At a  recent bombing in the Turkish city of Diyarbakir, which has a significant Kurdish population, a bomb went off near a major hotel and it killed several school children_ many of whom were Kurdish.

I personally respect the Kurdish people, and I am disappointed that the PKK has come back from inactivity at a time when many Turkish people were trying to liberalize relations with Turkey's largest ethnic minority. The War in Iraq helped reignite this volcano as it gave militant Kurdish operatives in Turkey the view that they could somehow reunite with their brothers in northern Iraq.

It is truly a shame that a paranoid view developed in this country_ that by attacking Iraq, we as Americans could somehow liberate Iraqis in spite of enormous ethnic divisions while somehow preventing a terrorist attack (here?!) from a hostile, yet dormant dictator in Saddam Hussein who had not even attacked a neighboring country since his invasion of Kuwait in 1991.....not even his long-standing enemy Iran.

This painfully shows why we needed a president with foreign policy experience to replace Bill Clinton, who in my view generally handled this delicate part of the world quite well.

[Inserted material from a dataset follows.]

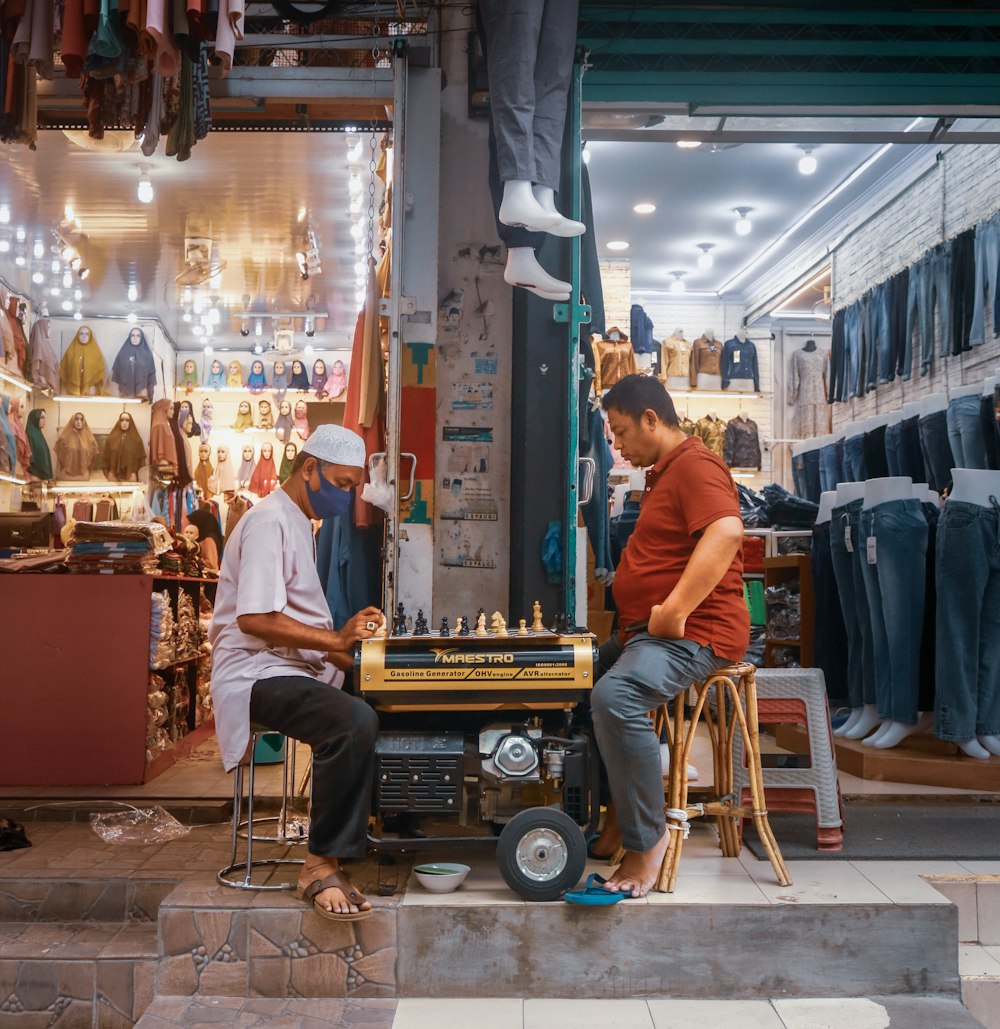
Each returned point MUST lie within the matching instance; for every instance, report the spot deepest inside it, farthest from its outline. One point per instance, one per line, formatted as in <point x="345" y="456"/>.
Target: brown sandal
<point x="341" y="882"/>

George W. Bush was clearly not a person who had that background, and all of us as Americans and citizens of the world are paying the cost for that every single day........

I hope the Turkish incursions work, and that relative peace and stability is restored in southeast Turkey. I have had my disagreements with the Turkish government in the past, even though it is my late father's country, particularly the one that is presently in charge. But, they are undertaking an essential operation which even those of us of Turkish heritage who were a bit ambivalent about now fully support.